In previous section we discussed about Data Handling in R
Huge amount of data stored on the servers can be accessed through SQL(Structured Query Language). R is compatible with these databases. For SQL server, this is done through ODBC. However, few steps needs to be followed to link R to the database. All you need to do is
- Create ODBC from the SQL Server
- To create ODBC, the following link https://www.youtube.com/watch?v=2xQX76nEdvo can be followed.
Once ODBC is created, we need to connect ODBC with R. For the connection, we need to install a package called RODBC in R. Once the package is installed, it is loaded into the current workspace, by calling the function, library(RODBC). This will load the functions available in the RODBC package into the current workspace for further use.
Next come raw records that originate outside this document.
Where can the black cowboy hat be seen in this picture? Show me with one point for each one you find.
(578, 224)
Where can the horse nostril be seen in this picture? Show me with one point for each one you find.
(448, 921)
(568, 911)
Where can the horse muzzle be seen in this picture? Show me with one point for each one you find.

The following syntax shows, how to load the package, and further connect R with Database.
> library(RODBC) > conn <- odbcConnect(“dblink", uid=“uid", pwd=“passwd") > salesdata <- sqlFetch(conn, “sales") > ordersdat <- sqlQuery(conn, "select * from orders") > close(conn) > dbhandle <- odbcDriverConnect('driver={SQL Server}; server=MyServerName; database = MyDbName; trusted_connection=true')
In the above-mentioned commands, “MyServerName” & “MyDbName” is replaced with our server and database names. We should make sure that we have access to that server and database before connecting. Once the data is imported, the connection is closed using the function close().
spend_row_count<-sqlQuery(dbhandle, “select count(*) from MyTable”)
Importing dataset using GUI
An easy to use Graphical User Interface can be used to import the data from different formats into R. Steps to be followed are shown below.
Working with Datasets
Once the dataset is imported/connected, there are some basic validation checks that we have to make, before going for further analysis.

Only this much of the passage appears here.